What could the City argue to the Agricultural Land Commission?

It’s relevant to note first that the City is now avoiding any mention of the Trade and Exhibition Centre that was going to be built on the Garden City lands, and the purposes we hear now are all either ALR-permitted uses or non-farming uses that the Agricultural Land Commission would typically permit without the land being removed from the ALR. If the City chooses to advocate ALR-removal to the commission, the only evident line of reasoning would be that the mega-density development of 57.5% of the property is necessary so that the City can retain green space on the other 42.5% (minus the eventual space for schools and close to half of the total roadway space).

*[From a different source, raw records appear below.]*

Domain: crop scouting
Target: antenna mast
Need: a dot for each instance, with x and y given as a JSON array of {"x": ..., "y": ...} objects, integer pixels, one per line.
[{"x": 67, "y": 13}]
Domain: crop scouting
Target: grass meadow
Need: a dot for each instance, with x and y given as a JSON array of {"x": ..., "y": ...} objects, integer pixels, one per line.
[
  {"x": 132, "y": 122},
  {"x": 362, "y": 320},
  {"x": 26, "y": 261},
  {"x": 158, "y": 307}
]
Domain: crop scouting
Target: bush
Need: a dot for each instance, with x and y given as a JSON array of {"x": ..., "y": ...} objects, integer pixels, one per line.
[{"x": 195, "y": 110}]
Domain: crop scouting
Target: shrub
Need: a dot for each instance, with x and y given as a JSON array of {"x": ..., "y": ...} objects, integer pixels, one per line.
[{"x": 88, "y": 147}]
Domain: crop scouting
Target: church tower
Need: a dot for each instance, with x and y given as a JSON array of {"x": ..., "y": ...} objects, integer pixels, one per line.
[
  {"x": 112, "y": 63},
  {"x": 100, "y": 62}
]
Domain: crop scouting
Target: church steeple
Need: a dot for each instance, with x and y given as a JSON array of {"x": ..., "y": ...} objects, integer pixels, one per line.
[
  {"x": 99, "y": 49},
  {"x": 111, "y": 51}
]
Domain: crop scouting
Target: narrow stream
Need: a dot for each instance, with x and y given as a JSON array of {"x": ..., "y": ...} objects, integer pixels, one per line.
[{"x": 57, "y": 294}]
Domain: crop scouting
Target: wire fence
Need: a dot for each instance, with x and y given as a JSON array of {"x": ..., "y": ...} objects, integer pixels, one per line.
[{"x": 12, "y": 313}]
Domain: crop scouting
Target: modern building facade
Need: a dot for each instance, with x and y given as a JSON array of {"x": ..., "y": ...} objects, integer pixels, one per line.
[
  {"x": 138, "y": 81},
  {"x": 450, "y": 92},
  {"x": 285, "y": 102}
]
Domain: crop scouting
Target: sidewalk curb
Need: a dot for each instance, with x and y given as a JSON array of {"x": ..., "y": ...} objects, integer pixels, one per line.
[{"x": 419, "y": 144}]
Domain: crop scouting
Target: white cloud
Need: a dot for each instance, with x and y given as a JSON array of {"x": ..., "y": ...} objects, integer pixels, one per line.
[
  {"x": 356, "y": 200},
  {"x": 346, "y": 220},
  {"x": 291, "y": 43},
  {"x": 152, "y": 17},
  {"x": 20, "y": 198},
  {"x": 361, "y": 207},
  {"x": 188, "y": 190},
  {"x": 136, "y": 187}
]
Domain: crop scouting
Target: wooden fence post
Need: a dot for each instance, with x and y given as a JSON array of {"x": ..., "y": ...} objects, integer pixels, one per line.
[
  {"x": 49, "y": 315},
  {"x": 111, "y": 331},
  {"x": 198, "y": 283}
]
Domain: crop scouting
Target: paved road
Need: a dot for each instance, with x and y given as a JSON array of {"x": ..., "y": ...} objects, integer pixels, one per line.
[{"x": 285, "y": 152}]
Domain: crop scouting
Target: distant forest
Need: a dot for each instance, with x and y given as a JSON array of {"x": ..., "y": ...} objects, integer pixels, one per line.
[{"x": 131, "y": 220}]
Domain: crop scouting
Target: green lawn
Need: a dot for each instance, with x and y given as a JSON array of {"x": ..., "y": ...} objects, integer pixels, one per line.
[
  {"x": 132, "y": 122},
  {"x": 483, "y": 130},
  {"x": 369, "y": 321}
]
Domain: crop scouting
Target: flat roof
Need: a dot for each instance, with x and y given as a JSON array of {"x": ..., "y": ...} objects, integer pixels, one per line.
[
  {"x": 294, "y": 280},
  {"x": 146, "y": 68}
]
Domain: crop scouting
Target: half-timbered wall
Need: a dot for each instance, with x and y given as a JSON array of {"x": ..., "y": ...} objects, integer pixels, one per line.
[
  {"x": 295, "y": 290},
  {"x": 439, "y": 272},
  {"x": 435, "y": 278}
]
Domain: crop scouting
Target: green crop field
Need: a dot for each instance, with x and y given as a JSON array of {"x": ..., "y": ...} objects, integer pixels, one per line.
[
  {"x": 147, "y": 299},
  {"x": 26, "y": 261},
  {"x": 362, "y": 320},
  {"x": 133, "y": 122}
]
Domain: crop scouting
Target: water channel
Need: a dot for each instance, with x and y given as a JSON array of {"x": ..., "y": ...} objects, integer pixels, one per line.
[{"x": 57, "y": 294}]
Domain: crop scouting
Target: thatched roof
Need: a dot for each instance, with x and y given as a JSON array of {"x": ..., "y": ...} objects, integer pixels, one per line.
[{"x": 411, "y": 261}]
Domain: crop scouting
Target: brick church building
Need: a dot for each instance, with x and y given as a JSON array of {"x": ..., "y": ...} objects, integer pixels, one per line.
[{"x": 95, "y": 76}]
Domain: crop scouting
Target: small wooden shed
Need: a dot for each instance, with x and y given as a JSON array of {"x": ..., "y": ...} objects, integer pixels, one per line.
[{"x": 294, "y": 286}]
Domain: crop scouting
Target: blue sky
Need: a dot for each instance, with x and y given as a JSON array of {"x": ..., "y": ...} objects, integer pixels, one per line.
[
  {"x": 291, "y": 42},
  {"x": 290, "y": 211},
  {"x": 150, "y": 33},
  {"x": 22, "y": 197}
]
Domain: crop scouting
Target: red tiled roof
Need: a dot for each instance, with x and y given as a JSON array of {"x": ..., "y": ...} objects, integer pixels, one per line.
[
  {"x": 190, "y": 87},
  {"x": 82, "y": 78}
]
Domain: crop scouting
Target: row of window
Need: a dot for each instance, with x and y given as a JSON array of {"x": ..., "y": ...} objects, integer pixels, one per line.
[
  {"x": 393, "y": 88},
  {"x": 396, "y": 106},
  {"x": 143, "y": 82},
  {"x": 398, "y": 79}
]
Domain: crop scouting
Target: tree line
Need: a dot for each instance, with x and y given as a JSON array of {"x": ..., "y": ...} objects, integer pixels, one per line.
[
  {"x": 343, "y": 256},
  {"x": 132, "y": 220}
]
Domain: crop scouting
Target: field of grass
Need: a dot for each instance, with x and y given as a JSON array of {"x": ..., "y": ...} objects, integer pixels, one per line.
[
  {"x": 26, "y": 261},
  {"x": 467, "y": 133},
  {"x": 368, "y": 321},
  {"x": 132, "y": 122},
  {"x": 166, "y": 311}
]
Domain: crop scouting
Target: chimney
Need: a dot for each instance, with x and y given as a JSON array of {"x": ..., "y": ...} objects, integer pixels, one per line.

If that’s the strategy, the simple approach would be to leave that remaining green space in the ALR, not ask that it be removed with the intention that it would later be put back. It would be easy to modify the agreements to allow for only the megadensity-development being removed from the ALR. However, it would be in the interests of Canada Lands and the Musqueam to demand that the City instead ask for the whole of the Garden City lands to be removed, with the City returning some of it to the ALR after taking possession in 2013 (or perhaps a few years later, if ever). Since Canada Lands (directly) and the Musqueam (through a benficial interest) would continue to own the lands until the distant time when the City might take possession, they would naturally prefer to own a property that is outside the ALR, with a resale value that is vastly higher. Furthermore, there are many opportunities for the partners to terminate the agreements with the City, and for them it’s an obviously good business strategy to ensure there will be lucrative non-ALR lands to pursue after a termination.

Suggestion: It’s time the City stopped jumping through hoops for other parties.